Saturday, February 17, 2007
Things that go bump in Bangkok
There's a new airport in Bkk. I'm not sure if I like it so much. You see, I may have written before that there is a certain smell I'm used to encountering when I get home. When I step off the plane, there's a smell that's a mix of jasmine and pollution, humidity and sewage that combines in such a perfect way as to simply smell like home to me. But Suvanabhumi airport is so sterile. So gray. Nothing convinces me I'm in Thailand. There are some posters on the wall of antique Thai artwork - the kind with the demurely sitting Thai women with impossibly round and firm breasts peeking through some very thin silk fabric. These pictures make me feel like I'm in some sick art collectors home, or at best a badly laid out museum. But a portal for welcoming to Thailand? No.
In fact, the first thing that let me know where I was was the water. In the toilet. I rinsed my mouth and the water tasted Thai. I find my Thailand in the gritty details. It's my home and it's honest to me. I don't recognise it by the costumes it wears.
Of course, the next thing that has to happen is my 'pick-up'. My brother has convinced everyone that there is only one exit from the international terminal. He's wrong - there are two. So I wait for about half an hour for people who are already there. My mother, brother, Indy, Inc and both their nannies wait at the other exit whilst my brother gets angrier and angrier. When we finally DO find each other, my brother walks ahead and refuses at first to say hi because that would be nearly an admission that he was wrong. Oh - and naturally, he has once again updated his car. A white Honda has replaced the Black KIA van. Pretty much the same features (including built-in DVD player and two screens) except now the doors slide open automatically and I get told off for trying to manually open them.
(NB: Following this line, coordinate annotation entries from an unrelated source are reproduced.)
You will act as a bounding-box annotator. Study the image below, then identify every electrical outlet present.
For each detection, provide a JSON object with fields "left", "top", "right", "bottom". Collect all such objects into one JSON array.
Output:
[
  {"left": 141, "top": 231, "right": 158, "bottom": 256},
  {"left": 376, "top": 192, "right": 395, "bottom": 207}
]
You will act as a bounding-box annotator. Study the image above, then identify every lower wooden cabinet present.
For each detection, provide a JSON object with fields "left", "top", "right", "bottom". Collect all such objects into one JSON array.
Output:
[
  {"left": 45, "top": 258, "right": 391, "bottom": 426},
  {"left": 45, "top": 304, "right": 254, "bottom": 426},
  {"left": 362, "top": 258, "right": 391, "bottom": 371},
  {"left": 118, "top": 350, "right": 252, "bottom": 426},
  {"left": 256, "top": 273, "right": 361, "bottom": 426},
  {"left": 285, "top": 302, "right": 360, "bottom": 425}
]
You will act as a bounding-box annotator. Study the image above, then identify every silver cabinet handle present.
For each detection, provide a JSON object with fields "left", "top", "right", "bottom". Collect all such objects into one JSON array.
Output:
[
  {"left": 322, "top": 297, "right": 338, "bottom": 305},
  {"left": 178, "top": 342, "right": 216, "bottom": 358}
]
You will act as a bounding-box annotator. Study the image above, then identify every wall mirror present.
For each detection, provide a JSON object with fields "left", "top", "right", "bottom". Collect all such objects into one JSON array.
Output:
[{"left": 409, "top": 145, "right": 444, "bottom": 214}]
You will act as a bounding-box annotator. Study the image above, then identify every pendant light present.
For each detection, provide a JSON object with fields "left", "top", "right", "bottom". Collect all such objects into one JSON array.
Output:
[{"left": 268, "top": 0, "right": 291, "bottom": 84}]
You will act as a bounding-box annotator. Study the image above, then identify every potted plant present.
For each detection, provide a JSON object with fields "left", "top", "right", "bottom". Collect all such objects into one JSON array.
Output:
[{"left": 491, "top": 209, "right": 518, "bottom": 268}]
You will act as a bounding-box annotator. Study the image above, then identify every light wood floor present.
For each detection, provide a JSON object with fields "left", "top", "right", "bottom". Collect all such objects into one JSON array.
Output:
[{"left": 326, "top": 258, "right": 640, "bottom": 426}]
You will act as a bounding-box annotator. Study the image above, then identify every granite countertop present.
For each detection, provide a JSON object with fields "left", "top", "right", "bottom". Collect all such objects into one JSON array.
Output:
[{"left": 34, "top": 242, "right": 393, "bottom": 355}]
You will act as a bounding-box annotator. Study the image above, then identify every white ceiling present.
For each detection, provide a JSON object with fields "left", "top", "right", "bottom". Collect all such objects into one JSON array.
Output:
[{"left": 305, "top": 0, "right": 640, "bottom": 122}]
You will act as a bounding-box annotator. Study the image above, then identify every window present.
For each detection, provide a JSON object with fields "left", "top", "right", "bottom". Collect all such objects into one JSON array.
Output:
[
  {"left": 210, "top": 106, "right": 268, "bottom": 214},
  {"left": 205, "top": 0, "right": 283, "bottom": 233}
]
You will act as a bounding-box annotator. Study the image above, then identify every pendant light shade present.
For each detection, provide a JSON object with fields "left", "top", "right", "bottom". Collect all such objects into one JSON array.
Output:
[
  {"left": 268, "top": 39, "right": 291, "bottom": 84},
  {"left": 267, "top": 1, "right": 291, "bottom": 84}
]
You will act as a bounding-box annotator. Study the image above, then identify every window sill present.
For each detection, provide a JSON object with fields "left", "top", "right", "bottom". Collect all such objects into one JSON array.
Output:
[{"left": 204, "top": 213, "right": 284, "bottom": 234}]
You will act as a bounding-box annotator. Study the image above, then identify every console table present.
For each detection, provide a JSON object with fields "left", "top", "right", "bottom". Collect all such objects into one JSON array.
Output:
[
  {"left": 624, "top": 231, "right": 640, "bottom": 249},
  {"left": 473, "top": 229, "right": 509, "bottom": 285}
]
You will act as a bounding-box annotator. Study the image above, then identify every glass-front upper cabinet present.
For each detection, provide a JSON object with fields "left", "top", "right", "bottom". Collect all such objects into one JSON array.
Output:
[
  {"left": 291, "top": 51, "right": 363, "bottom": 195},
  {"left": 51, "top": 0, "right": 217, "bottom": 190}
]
Indy and Inc are very smily and sweet, and I haven't heard them cry since I came. They are also avid TV watchers. I find it funny that before Inc said anything to me, she whacked me on the head for disrupting the line of vision between her and the car-TV.
Conan hasn't stopped barking since I arrived.
Cola was more interested in sniffing my bag to see if he could pee on it.
Alba pissed herself when she saw me, as usual, and was still a bit angry that I had left her in Bkk for so long that she didn't come and spend the night with me yet on my first night.
What would my first day in Bkk be without a platter or fruit in Na Julie's garden? I always seem to feel more at ease hanging around with my Aunties (meaning actual aunties and also my mothers millions of school friends) than with people my own age. Plus, her garden is beautiful. That, followed by some shopping at Central and the customary bumping into ten aunties that I don't remember but all seem to consider me their favourite niece with the way they carry on. Just a reminder, again - I use auntie loosely to mean 'old-lady-acquainted-with-my-mother', and niece here to mean 'acquaintance's-friend'.
My brother doesn't have Xenosaga III in English. Or so I discovered.
I cut my finger peeling a raw mango and trying to get through a battle in Final Fantasy X2.
Alba and I share some similar habits. She settled on my pillow while I was taking a shower. Then, I thought I would compromise and get her another pillow on the corner of my bed. But no. She has to be somewhere central, so she sleeps on the exact middle of my bed and on top of the blanket. I have to curve around her to sleep. Fortunately, she is not big enough to push me off the bed. Apparently I take up the whole bed and don't share the blanket either.
Today I'm off to see P'Plern sing at Emporium and after that, catching up with P'Ant... and going to Na Neaows house for a quiet Chinese New Year after that.
Things should start looking up. Pig year coming up!